Sebuah Pola yang dapat dipahami


Berdasarkan contoh-contoh yang telah diutarakan sebelumnya, kita dapat melihat sebuah pola unik/khas yang mengemuka dari penghukuman-penghukuman yang didatangkan oleh Tuhan terhadap beragam  orang :


  1. Tuhan mendeklarasikan sebuah pemusnahan sebagai bentuk penghukuman untuk membasmi sebuah “kanker” 
  2. Penghukuman-penghukuman untuk dosa ekstrim yang diketahui secara luas oleh masyarakat umum 
  3. Penghukuman didahului oleh peringatan dan/atau  masa-masa panjang pengungkapan kebenaran dan waktu untuk bertobat 
  4. Setiap dan semua orang dewasa  yang “tidak berdosa” diberikan sebuah jalan meloloskan diri beserta keluarga-keluarga mereka; terkadang diberikan sebuah jalan untuk meluputkan diri dari penghukuman melalui pertobatan atau meninggalkan sebuah kawasan tertentu. Perlu dicatat juga bahwa  pengusiran dari sebuah daerah merupakan penghukuman yang paling umum, bukan pemusnahan.
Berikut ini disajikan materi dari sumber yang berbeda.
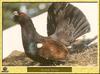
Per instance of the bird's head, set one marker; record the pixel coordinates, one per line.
(59, 6)
(20, 17)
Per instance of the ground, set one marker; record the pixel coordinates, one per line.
(88, 57)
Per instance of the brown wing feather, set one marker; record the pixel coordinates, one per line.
(70, 23)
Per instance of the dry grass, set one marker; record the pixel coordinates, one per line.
(88, 57)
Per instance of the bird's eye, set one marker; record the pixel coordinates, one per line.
(15, 13)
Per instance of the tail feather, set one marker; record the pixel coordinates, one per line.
(72, 25)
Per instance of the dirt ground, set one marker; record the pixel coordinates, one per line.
(88, 57)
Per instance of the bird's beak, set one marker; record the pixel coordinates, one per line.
(15, 13)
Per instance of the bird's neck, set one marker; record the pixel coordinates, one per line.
(29, 30)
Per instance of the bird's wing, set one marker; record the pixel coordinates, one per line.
(70, 24)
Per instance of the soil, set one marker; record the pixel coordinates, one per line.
(88, 57)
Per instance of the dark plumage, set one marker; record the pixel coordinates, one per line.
(65, 24)
(50, 51)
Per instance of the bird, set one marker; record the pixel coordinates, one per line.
(44, 50)
(67, 24)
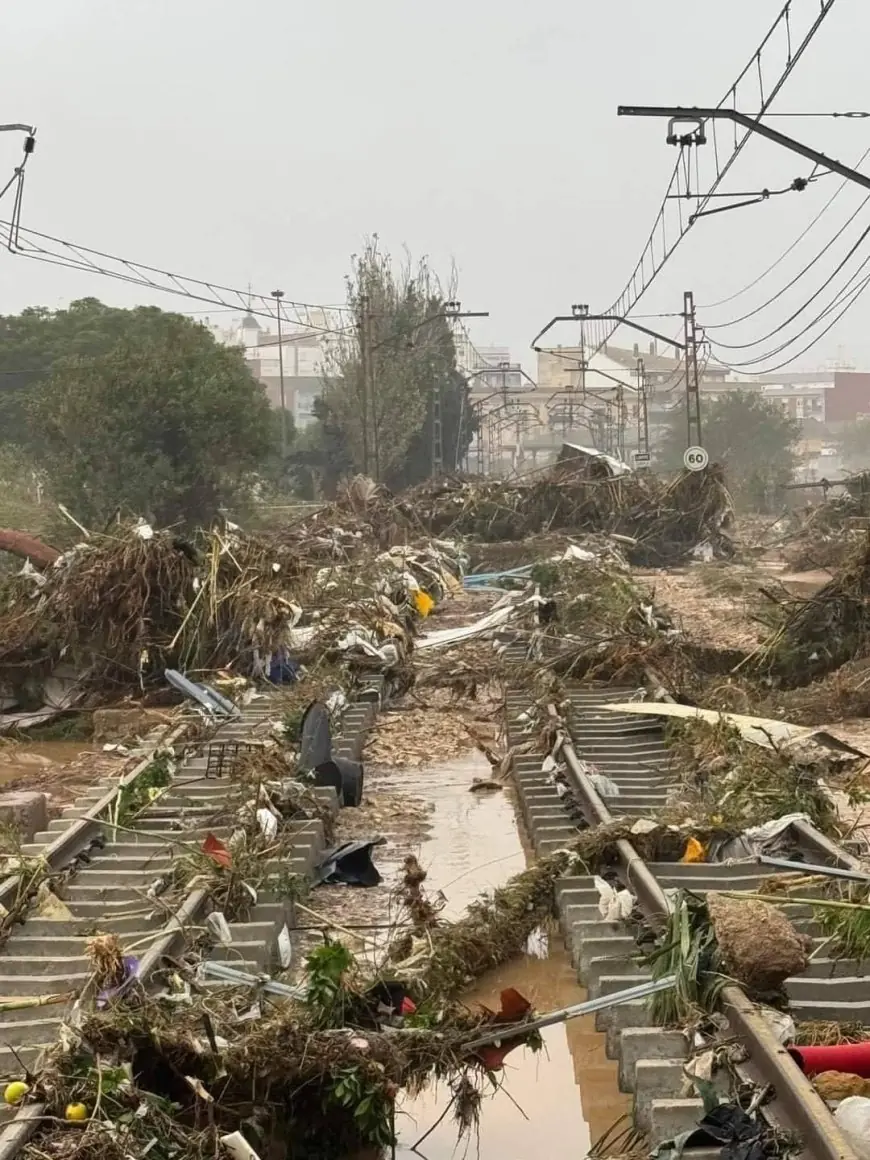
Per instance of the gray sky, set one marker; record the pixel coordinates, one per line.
(261, 142)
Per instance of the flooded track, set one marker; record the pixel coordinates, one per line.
(470, 843)
(631, 752)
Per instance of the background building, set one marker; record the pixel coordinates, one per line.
(304, 352)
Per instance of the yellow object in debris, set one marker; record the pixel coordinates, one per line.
(423, 602)
(450, 582)
(694, 852)
(15, 1092)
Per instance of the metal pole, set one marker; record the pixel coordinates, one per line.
(363, 340)
(693, 392)
(277, 295)
(697, 116)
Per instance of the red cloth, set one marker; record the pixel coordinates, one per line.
(853, 1058)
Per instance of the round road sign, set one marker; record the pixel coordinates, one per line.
(695, 458)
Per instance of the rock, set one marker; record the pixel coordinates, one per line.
(759, 945)
(27, 812)
(124, 724)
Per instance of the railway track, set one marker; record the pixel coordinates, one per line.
(111, 889)
(631, 752)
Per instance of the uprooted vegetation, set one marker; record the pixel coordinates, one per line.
(122, 608)
(321, 1066)
(664, 520)
(732, 784)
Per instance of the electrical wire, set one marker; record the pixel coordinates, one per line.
(810, 301)
(36, 246)
(651, 263)
(788, 251)
(823, 313)
(769, 370)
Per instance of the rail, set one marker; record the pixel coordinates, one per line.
(803, 1107)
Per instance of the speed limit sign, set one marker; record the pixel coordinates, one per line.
(695, 458)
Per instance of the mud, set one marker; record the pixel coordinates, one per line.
(62, 769)
(567, 1092)
(471, 843)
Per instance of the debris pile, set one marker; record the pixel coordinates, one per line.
(762, 965)
(730, 784)
(317, 1063)
(665, 521)
(819, 635)
(123, 608)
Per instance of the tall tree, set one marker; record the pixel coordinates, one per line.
(383, 379)
(152, 415)
(752, 436)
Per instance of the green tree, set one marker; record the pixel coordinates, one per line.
(749, 435)
(145, 412)
(384, 377)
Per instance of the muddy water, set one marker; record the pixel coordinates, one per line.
(568, 1092)
(22, 759)
(804, 584)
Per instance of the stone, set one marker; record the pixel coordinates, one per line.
(24, 811)
(125, 724)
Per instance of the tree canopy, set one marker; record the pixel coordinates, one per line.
(752, 436)
(384, 377)
(137, 410)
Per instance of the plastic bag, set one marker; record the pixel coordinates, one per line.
(694, 852)
(854, 1118)
(614, 905)
(603, 785)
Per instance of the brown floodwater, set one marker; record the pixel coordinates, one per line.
(804, 584)
(26, 759)
(566, 1092)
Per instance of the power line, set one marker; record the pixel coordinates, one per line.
(823, 313)
(789, 249)
(768, 370)
(43, 247)
(667, 233)
(777, 330)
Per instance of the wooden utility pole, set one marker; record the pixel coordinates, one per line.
(693, 392)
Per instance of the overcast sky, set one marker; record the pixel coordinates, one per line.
(261, 142)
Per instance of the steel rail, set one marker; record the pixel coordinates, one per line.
(802, 1104)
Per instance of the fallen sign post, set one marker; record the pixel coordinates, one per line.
(695, 458)
(603, 1002)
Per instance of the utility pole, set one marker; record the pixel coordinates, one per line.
(277, 295)
(363, 340)
(452, 312)
(693, 393)
(643, 414)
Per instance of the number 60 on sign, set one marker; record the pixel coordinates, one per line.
(695, 458)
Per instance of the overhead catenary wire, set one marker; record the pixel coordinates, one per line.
(666, 236)
(789, 249)
(806, 304)
(835, 302)
(798, 354)
(55, 251)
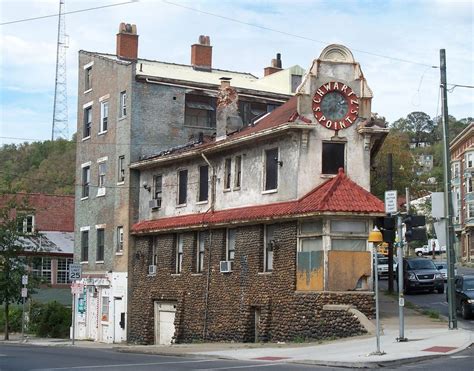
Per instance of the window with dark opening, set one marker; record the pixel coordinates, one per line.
(203, 183)
(182, 187)
(271, 169)
(333, 157)
(200, 111)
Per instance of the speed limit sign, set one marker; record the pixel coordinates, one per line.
(75, 271)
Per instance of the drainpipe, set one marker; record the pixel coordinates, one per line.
(208, 278)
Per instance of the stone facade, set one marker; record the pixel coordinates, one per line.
(215, 306)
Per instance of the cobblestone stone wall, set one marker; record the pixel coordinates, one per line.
(234, 300)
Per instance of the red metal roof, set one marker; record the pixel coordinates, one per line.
(339, 194)
(52, 212)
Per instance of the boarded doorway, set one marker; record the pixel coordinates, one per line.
(165, 313)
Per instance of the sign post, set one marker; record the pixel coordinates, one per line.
(75, 273)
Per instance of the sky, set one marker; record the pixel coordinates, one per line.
(396, 42)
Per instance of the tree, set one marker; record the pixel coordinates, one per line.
(12, 248)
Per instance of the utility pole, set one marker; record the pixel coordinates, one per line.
(448, 206)
(60, 112)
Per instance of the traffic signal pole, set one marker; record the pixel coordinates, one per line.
(448, 206)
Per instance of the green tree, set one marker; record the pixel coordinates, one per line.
(12, 248)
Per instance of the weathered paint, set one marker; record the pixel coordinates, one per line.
(310, 271)
(345, 268)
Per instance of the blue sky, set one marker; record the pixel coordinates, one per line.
(408, 30)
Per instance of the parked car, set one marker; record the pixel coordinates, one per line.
(464, 295)
(443, 268)
(382, 266)
(420, 274)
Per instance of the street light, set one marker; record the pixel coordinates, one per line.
(375, 236)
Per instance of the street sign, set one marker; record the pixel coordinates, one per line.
(391, 202)
(75, 272)
(77, 288)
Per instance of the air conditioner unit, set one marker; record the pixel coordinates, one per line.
(226, 266)
(155, 203)
(152, 269)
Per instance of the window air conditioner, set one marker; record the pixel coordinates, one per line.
(155, 203)
(226, 266)
(152, 269)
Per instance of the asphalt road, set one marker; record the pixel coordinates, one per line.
(435, 301)
(22, 357)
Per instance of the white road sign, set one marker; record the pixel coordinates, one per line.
(75, 272)
(391, 202)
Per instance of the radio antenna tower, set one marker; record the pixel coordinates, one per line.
(60, 114)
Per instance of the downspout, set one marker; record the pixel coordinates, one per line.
(208, 278)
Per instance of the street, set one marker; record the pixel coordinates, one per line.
(436, 302)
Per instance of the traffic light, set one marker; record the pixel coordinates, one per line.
(415, 228)
(386, 225)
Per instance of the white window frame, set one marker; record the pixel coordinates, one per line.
(104, 117)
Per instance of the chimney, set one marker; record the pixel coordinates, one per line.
(227, 115)
(275, 67)
(127, 42)
(201, 54)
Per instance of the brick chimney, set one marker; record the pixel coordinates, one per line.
(127, 42)
(275, 67)
(227, 113)
(201, 54)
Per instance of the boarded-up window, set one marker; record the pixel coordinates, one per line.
(203, 183)
(271, 169)
(182, 187)
(333, 157)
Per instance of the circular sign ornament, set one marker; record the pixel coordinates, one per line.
(335, 105)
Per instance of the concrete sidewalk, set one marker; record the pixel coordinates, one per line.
(427, 338)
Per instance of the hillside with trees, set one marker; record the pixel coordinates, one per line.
(38, 167)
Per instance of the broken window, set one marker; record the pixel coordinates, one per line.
(227, 173)
(200, 111)
(203, 183)
(333, 157)
(271, 169)
(182, 187)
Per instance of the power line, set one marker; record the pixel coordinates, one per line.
(71, 12)
(295, 35)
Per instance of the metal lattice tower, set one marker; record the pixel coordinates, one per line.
(60, 113)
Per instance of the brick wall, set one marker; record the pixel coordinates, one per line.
(233, 298)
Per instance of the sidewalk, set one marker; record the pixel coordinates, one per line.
(427, 338)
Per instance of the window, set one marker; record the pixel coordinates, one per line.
(87, 122)
(157, 188)
(121, 169)
(105, 308)
(119, 239)
(230, 250)
(100, 244)
(238, 171)
(101, 180)
(123, 104)
(268, 248)
(227, 173)
(200, 252)
(203, 183)
(271, 169)
(62, 274)
(26, 224)
(84, 246)
(87, 78)
(104, 116)
(86, 180)
(333, 157)
(182, 187)
(200, 111)
(179, 253)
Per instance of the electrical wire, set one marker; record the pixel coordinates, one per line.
(70, 12)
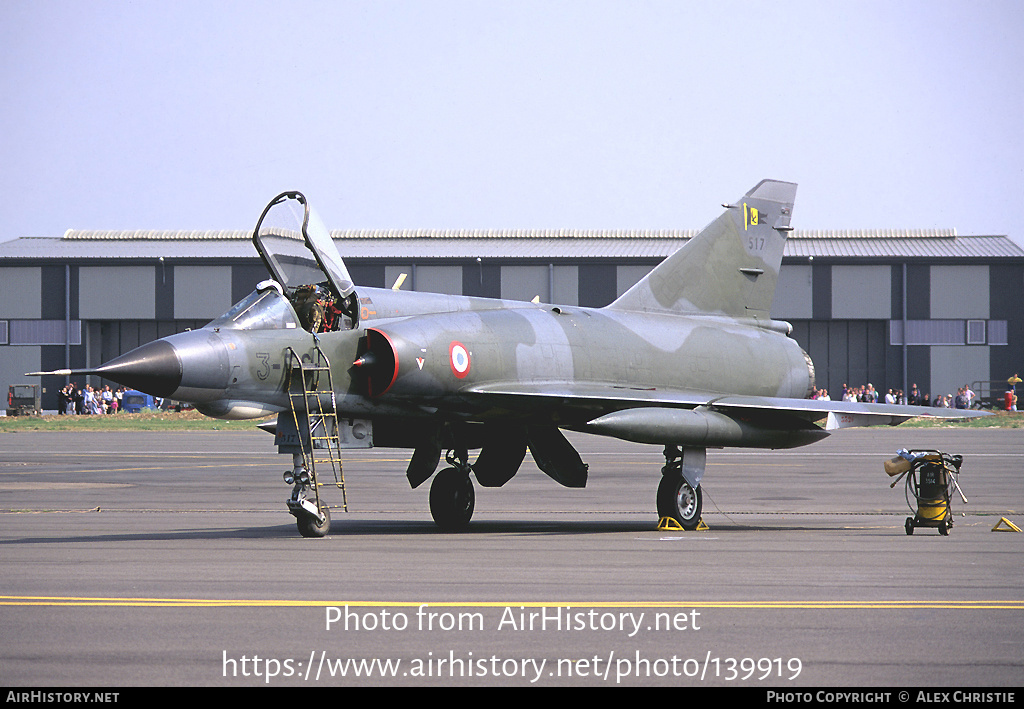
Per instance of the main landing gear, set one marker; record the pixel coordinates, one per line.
(676, 497)
(452, 496)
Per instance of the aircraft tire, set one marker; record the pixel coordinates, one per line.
(678, 500)
(309, 527)
(452, 499)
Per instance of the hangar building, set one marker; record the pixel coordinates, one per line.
(890, 307)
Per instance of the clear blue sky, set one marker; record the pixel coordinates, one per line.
(487, 114)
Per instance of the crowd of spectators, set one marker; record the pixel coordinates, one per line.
(75, 401)
(866, 393)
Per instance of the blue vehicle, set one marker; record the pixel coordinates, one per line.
(135, 401)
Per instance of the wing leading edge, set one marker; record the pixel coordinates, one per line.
(693, 418)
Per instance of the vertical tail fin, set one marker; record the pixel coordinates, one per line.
(730, 267)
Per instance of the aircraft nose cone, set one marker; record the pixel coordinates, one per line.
(153, 368)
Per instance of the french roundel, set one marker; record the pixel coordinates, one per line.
(460, 360)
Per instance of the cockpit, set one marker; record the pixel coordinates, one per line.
(309, 288)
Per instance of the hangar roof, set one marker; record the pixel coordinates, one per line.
(501, 244)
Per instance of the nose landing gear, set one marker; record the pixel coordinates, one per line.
(311, 514)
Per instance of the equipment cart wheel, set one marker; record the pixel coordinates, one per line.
(310, 526)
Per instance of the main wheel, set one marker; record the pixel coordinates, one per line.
(452, 499)
(310, 527)
(678, 500)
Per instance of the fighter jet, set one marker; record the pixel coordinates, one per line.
(687, 359)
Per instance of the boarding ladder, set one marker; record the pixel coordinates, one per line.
(310, 391)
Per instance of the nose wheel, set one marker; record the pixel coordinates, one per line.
(311, 513)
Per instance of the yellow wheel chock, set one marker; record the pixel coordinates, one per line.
(670, 525)
(1010, 527)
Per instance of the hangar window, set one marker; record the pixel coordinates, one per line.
(976, 332)
(42, 332)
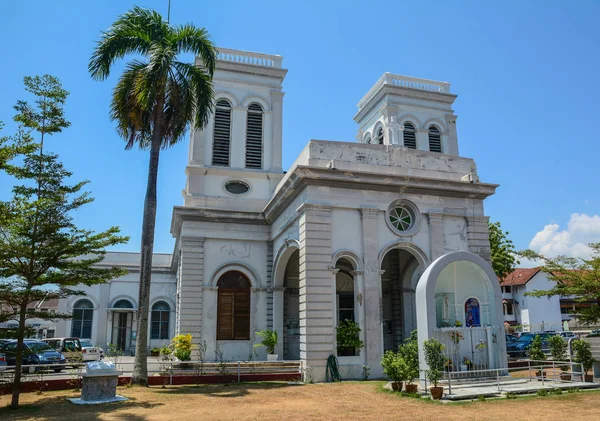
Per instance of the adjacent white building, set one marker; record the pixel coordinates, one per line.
(530, 314)
(346, 233)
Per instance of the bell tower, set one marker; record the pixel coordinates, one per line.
(235, 160)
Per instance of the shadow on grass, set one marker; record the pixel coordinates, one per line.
(223, 390)
(59, 408)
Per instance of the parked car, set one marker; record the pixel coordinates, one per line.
(520, 348)
(91, 352)
(594, 334)
(34, 353)
(69, 347)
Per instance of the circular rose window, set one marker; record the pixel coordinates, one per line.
(403, 217)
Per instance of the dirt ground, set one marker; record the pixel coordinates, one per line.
(279, 401)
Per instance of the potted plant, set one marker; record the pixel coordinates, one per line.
(583, 356)
(410, 353)
(394, 368)
(269, 341)
(435, 358)
(348, 339)
(536, 354)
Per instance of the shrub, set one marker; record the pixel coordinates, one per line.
(394, 366)
(558, 350)
(410, 353)
(182, 345)
(435, 359)
(535, 349)
(269, 340)
(347, 335)
(583, 354)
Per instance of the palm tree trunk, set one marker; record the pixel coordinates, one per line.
(140, 365)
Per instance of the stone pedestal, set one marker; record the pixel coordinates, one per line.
(99, 384)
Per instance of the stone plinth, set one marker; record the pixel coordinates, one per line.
(99, 384)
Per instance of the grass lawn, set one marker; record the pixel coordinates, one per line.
(278, 401)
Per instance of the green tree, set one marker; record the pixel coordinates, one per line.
(154, 101)
(575, 278)
(43, 254)
(503, 251)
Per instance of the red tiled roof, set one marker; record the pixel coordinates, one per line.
(519, 276)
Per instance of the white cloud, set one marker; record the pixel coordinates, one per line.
(581, 230)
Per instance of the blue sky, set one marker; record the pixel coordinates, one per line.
(526, 75)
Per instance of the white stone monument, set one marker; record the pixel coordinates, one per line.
(99, 384)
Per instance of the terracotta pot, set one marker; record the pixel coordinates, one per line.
(565, 377)
(412, 388)
(397, 386)
(436, 392)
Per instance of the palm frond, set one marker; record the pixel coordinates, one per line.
(134, 32)
(188, 38)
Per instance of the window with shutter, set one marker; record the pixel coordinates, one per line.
(380, 136)
(435, 139)
(410, 136)
(254, 136)
(233, 307)
(222, 133)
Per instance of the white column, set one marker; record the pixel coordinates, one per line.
(372, 294)
(277, 136)
(278, 315)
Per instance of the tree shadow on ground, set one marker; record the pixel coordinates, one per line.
(59, 408)
(222, 390)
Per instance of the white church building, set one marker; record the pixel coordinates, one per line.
(388, 231)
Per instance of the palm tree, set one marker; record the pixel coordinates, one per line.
(155, 100)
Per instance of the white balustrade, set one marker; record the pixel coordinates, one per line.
(246, 57)
(405, 82)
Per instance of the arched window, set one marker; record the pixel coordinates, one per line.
(83, 317)
(123, 304)
(410, 136)
(233, 306)
(161, 312)
(254, 135)
(435, 139)
(222, 133)
(472, 316)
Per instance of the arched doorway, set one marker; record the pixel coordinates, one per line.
(291, 308)
(401, 271)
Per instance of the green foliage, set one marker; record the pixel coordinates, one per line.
(573, 277)
(156, 99)
(410, 353)
(182, 347)
(43, 253)
(348, 335)
(535, 349)
(394, 366)
(435, 359)
(583, 354)
(502, 250)
(558, 349)
(269, 340)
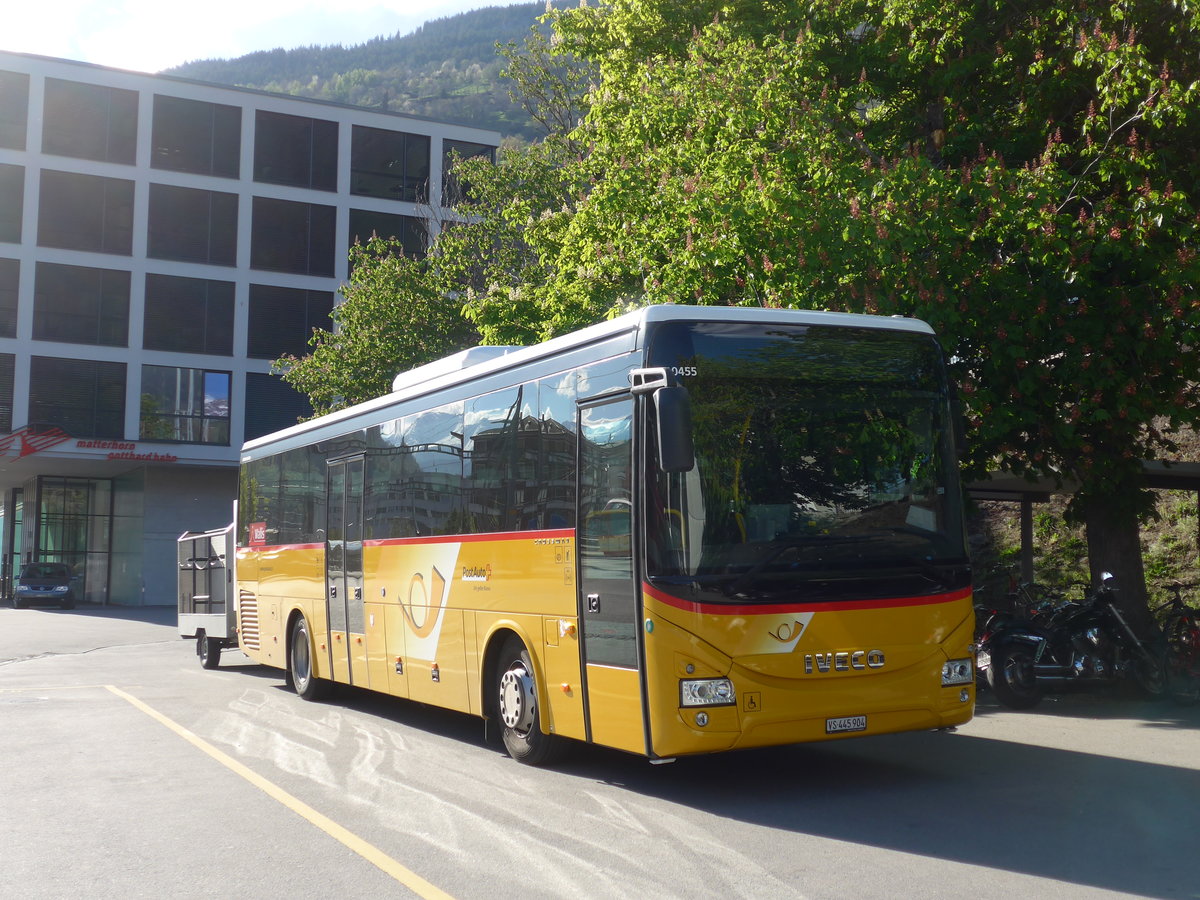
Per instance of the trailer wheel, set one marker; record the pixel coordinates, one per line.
(208, 649)
(516, 705)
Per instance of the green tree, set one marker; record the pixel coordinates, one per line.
(1019, 175)
(395, 316)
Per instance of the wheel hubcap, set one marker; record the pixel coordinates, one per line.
(516, 699)
(300, 659)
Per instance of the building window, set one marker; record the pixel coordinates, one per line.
(192, 226)
(282, 319)
(12, 202)
(197, 137)
(7, 370)
(189, 316)
(10, 282)
(407, 229)
(83, 397)
(87, 213)
(389, 163)
(289, 237)
(271, 405)
(185, 405)
(78, 304)
(89, 121)
(294, 150)
(13, 109)
(455, 190)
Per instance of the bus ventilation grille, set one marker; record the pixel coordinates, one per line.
(247, 611)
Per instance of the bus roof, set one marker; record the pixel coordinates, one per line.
(479, 361)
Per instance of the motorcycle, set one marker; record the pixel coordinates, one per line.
(1080, 645)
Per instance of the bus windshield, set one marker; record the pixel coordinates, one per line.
(825, 466)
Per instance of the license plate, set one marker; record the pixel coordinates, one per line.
(846, 723)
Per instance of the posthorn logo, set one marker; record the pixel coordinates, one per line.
(477, 573)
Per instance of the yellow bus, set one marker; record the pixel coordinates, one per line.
(684, 531)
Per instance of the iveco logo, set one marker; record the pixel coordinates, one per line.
(843, 661)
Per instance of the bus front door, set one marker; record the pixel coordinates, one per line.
(343, 571)
(609, 595)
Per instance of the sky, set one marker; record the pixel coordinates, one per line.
(153, 35)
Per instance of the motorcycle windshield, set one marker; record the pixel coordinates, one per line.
(825, 467)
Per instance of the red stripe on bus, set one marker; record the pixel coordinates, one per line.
(550, 534)
(556, 534)
(802, 606)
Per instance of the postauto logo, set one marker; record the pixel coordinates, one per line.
(477, 573)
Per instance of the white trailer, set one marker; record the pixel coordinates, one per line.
(207, 592)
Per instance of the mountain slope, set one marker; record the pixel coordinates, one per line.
(447, 70)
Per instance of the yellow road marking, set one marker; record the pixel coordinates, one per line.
(370, 852)
(53, 688)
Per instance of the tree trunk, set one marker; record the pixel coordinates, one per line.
(1114, 545)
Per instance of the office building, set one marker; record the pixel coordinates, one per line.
(161, 243)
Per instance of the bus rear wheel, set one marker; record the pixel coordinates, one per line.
(517, 709)
(304, 682)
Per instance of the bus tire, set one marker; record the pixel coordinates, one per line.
(208, 649)
(517, 709)
(303, 681)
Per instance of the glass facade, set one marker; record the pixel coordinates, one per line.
(88, 213)
(73, 526)
(185, 405)
(10, 282)
(79, 304)
(90, 121)
(83, 397)
(189, 315)
(295, 150)
(192, 226)
(408, 231)
(291, 237)
(12, 202)
(13, 109)
(282, 319)
(390, 165)
(197, 137)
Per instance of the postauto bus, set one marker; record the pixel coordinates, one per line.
(684, 531)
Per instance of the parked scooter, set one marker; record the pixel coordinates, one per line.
(1080, 645)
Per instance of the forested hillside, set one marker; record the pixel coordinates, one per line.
(447, 70)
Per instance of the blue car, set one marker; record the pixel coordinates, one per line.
(45, 583)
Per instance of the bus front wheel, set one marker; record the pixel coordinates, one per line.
(304, 682)
(516, 707)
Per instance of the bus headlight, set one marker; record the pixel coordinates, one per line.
(707, 693)
(957, 671)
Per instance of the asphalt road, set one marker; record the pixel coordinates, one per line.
(129, 771)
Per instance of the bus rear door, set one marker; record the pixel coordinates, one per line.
(609, 594)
Pola ini  semacam terjadi mulai dari pengusiran  Adam dan Hawa dari  Taman Eden (bandingkan dengan Kejadian 3:24) 
  5. Seseorang hampir selalu  selamat (ditebus) dari budaya jahat 
  6. Penghukuman dari Tuhan berlangsung atau terjadi

Pola semacam ini kembali ditemukan dalam Perjanjian Lama.  Jauh dari keadaan yang disebutkan oleh para pengeritik sebagai  keadaan tanpa dosa, obyek-obyek penghukuman Tuhan tersebut telah terlibat dalam dosa yang menyolok mata dan melakukan tindakan-tindakan biadab yang dahsyat seperti membakar anak-anak mereka sendiri hingga mati dalam kaitan ritual tertentu sebagai persembahan kepada tuhan-tuhan palsu mereka.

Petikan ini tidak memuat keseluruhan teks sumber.